# Interview on Sunday



## zovi (Jul 5, 2012)

Well I've been invited from UK for an interview on Sunday at the Airport freezone, I'm sooooooo nervous, I will fly In Sunday back on Mon so pretty hectic ..

Wish me luck lol


----------



## vantage (May 10, 2012)

zovi said:


> Well I've been invited from UK for an interview on Sunday at the Airport freezone, I'm sooooooo nervous, I will fly In Sunday back on Mon so pretty hectic ..
> 
> Wish me luck lol



good luck!
try and get out in your brief 24 hours, even if it is a taxi or metro ride about town


----------



## zovi (Jul 5, 2012)

vantage said:


> good luck!
> try and get out in your brief 24 hours, even if it is a taxi or metro ride about town


Thanks  yes I have a friend who is going to come and meet me they live in The greens and will take me around 

Nervous as hell lol!!!!!!


----------



## dizzyizzy (Mar 30, 2008)

Good luck  let us know how you go


----------



## noisyboy (Nov 13, 2011)

Goodluck!


----------



## nikoslive (Dec 21, 2011)

Good luck zovi let us know about the outcome


----------



## toneson (Jun 15, 2012)

*Best of luck*

Hope it goes well! Let us know your first impressions!


----------



## zovi (Jul 5, 2012)

Thank you all I am bricking it


----------



## vantage (May 10, 2012)

remember, there's a big difference between being asked to 'pop in' for an interview up the road, and getting flown half way round the world.
You've obviously impressed thus far. 

forget the nerves..!

(easy for us to say!)


----------



## zovi (Jul 5, 2012)

Eeeeeekkkkkk I'm so excited and my partner is too, so I guess I'm feeling the pressure


----------



## zovi (Jul 5, 2012)

I arrive in Dubai sun 6:45 so friends are coming to get me from airport so they can show me around for few hours before I relax in hotel for the morning ahead, so I'll get to see a little and their apartment in the greens!


----------



## Darkt (Jun 17, 2012)

Good luck


----------



## nikkisizer (Aug 20, 2011)

Good luck Zovi :wave:


----------



## Arshleo (Jul 13, 2012)

Good luck, hope you get the JOB


----------



## zovi (Jul 5, 2012)

Thanks for good lucks - just leaving for Heathrow airport to catch my flight! 

Such a surreal weekend


----------



## bencyjack1 (Jul 17, 2012)

Hello,
How was interview.. Let us know about ur result.. we all here excited to know about that....


----------



## Darkt (Jun 17, 2012)

bencyjack1 said:


> Hello,
> How was interview.. Let us know about ur result.. we all here excited to know about that....
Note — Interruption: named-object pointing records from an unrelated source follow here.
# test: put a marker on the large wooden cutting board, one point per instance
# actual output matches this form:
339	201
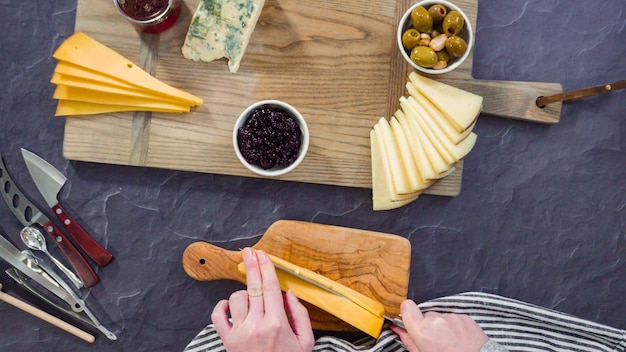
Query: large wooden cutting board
372	263
336	61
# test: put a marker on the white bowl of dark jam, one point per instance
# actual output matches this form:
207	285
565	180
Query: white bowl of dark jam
270	138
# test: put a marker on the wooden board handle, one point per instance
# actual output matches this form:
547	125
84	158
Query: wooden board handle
205	262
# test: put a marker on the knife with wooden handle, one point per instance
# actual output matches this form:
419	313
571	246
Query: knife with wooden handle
28	214
49	182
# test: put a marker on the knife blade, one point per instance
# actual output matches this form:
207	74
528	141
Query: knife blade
49	182
28	214
20	261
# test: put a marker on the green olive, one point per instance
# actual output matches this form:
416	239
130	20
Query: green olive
438	12
422	20
424	56
453	23
443	55
410	38
456	46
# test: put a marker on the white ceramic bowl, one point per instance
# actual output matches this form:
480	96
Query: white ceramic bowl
304	146
467	34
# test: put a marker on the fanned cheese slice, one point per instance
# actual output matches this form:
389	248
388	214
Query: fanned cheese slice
62	92
72	108
83	51
410	166
442	122
222	28
342	306
460	107
391	153
382	187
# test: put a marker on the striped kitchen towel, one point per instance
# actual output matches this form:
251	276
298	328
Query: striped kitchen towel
516	325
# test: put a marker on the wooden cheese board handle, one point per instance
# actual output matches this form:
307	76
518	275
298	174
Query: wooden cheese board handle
205	262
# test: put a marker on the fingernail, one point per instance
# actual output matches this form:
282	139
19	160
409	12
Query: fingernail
248	254
263	258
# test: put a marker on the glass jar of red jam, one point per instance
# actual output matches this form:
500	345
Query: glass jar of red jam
150	16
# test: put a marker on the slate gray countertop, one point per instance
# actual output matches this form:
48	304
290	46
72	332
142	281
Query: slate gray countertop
541	216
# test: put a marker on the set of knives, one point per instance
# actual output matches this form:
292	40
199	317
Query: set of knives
33	273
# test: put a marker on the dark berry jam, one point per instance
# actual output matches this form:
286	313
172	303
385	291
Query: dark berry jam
142	10
270	138
150	16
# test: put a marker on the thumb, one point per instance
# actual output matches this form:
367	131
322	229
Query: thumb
300	321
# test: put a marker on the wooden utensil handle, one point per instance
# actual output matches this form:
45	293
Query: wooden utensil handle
46	317
91	247
205	262
78	262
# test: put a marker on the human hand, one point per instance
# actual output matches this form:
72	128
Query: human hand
261	319
435	332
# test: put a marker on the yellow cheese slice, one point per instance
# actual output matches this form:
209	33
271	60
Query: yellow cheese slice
92	96
71	70
460	107
415	178
443	123
79	82
72	108
81	50
341	307
381	180
390	149
424	166
427	121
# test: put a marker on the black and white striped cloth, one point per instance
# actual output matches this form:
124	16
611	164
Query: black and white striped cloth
516	325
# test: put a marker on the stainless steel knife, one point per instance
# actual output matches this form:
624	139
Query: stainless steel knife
28	214
49	182
21	262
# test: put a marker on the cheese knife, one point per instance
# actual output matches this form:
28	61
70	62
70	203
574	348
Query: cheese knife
28	214
49	182
21	262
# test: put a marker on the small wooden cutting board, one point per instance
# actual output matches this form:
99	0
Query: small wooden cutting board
372	263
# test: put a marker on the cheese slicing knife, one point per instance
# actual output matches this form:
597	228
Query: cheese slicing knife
49	182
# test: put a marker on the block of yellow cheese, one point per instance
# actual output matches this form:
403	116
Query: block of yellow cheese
83	51
63	92
339	305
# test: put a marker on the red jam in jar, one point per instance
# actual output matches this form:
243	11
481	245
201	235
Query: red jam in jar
150	16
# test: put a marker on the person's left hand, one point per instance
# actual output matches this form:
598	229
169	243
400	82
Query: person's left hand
261	320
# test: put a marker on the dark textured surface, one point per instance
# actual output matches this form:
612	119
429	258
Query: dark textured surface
541	216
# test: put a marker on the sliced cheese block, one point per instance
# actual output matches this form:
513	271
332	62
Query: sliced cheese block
424	166
67	69
399	178
362	300
460	107
450	148
341	307
99	97
415	178
428	131
83	83
222	28
442	122
72	108
82	50
382	187
434	151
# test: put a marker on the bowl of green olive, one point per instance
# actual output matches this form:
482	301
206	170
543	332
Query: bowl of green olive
435	37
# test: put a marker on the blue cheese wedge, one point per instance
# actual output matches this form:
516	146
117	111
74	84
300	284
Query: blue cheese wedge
222	28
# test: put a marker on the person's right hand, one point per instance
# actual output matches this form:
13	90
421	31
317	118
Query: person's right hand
435	332
261	319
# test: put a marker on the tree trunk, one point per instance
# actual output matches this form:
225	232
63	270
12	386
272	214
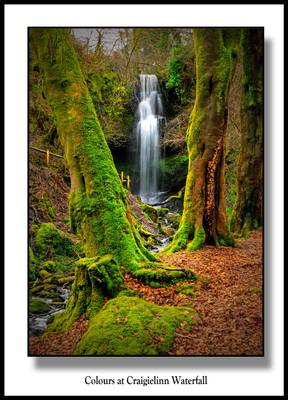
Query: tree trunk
248	209
99	211
98	206
204	216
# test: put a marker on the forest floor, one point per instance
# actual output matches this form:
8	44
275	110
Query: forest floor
227	296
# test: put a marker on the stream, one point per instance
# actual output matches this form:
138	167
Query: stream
38	322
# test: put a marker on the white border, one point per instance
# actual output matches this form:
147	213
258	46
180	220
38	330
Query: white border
26	376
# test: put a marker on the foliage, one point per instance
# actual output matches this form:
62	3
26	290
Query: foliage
180	61
38	306
50	242
132	326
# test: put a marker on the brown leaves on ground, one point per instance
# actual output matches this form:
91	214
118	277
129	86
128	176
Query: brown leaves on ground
58	345
227	297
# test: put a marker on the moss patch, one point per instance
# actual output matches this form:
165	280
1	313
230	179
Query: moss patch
38	306
49	241
132	326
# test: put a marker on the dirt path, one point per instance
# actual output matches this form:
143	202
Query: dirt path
228	299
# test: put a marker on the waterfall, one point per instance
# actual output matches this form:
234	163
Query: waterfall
150	115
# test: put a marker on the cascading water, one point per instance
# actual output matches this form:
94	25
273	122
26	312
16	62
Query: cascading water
150	115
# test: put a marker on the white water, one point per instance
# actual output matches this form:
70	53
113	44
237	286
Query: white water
150	113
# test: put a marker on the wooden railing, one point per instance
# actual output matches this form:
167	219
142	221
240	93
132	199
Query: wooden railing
124	179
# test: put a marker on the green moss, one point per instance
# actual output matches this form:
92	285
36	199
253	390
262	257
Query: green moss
150	211
132	326
49	241
38	306
162	274
44	274
104	271
44	203
199	239
162	212
174	219
49	266
95	278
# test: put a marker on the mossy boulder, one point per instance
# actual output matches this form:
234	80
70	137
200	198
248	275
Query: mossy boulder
174	219
150	211
167	230
44	274
132	326
162	212
50	241
37	306
49	266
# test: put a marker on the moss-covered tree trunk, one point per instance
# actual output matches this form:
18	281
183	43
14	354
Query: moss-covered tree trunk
98	208
248	209
204	215
99	211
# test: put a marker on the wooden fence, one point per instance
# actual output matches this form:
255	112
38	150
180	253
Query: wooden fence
125	180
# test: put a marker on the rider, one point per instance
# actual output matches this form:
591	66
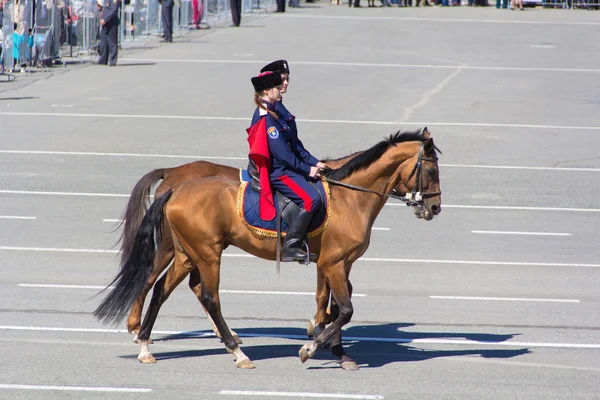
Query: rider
282	67
274	150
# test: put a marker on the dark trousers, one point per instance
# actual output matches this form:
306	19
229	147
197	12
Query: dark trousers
109	47
236	11
166	17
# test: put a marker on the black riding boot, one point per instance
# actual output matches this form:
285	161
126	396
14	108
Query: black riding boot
292	245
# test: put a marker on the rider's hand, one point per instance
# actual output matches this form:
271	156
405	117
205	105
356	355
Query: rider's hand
315	172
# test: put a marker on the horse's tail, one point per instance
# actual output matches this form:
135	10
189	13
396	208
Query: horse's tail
136	208
131	280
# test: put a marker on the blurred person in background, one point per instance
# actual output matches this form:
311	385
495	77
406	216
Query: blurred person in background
166	17
109	30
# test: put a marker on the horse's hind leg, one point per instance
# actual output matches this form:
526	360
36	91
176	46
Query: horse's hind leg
322	317
162	259
209	266
196	286
163	288
336	347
The job is in the bag for Zovi, look here:
http://www.expatforum.com/expats/dubai-expat-forum-expats-living-dubai/119067-got-job.html


----------



## zovi (Jul 5, 2012)

bencyjack1 said:


> Hello,
> How was interview.. Let us know about ur result.. we all here excited to know about that....


Awwww thank you well yes I got the job, busy planning now to move on 8th sept we fly over , can't believe it  so happy x


----------



## staceydr12 (Jul 19, 2012)

Congratulations Zovi!


----------